一番悩んだのはケアレスミスです。掲示板にもたくさん回答が載せられています。間違えた個所を別ノートに記入したり、様々なことをやりました。その中で特に効果のあったものは列挙すると
「下書きをきれいに書く」。以前は計算用紙にぐちゃぐちゃに書いていましたが、先生の指示通りの下書きをきれいに書くこと。これができるようになりミスがかなり減りました。
「計算した答えを別の手段で確認すること」。縦に足したのであれば横に足して求めてみるなど違う方法で再計算してみる。計算自体のロス時間は大した時間ではないので、これをするだけで計算ミスがかなり防げます。
「知識はケアレスミスをなくす」。やはり問題数をこなすことです。問題に対する知識が増えれば、その問題の注意しなければいけない点がわかり、ケアレスミスは確実に減ります。

(最後に)

たぶんプロ簿記に出会わなければ、経理の実務経験のない私が1級に合格することは無理だったと思います。

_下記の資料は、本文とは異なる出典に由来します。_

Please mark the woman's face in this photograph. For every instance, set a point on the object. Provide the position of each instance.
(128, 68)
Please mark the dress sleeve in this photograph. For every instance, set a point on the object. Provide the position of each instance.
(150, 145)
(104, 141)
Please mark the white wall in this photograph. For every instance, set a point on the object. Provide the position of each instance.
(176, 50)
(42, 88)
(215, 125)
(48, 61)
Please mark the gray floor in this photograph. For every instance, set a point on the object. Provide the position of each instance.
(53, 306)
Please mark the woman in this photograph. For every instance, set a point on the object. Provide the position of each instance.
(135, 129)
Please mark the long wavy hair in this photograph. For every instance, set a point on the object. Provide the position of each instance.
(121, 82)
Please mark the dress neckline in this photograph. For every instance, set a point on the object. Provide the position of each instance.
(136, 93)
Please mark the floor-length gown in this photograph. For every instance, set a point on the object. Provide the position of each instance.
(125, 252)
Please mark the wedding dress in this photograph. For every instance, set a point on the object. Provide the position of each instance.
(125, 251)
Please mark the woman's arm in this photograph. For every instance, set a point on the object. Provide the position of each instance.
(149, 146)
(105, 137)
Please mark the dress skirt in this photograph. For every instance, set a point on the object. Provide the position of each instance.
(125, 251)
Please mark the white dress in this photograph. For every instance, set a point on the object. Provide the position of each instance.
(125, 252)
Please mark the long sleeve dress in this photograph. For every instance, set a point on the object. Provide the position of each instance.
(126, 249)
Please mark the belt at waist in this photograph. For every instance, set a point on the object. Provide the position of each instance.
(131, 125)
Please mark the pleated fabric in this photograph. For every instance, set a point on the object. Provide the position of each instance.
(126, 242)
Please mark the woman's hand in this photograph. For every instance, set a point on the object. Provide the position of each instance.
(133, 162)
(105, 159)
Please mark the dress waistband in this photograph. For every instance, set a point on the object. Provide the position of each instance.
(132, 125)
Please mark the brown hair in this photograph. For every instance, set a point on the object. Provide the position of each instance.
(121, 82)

サイト上ではいろいろなことが書かれていますが近年の難易度の上昇もあり、独学で合格することはかなり難しい資格になっているのではないでしょうか。
富久田先生はじめ学習アドバイザーの皆様、また事務局の弟子1号様、大変お世話になりました。
掲示板の解答をするなどしてサイトを盛り上げる活動ができなかったことが心残りです。プロ簿記の益々のご発展を祈念しております。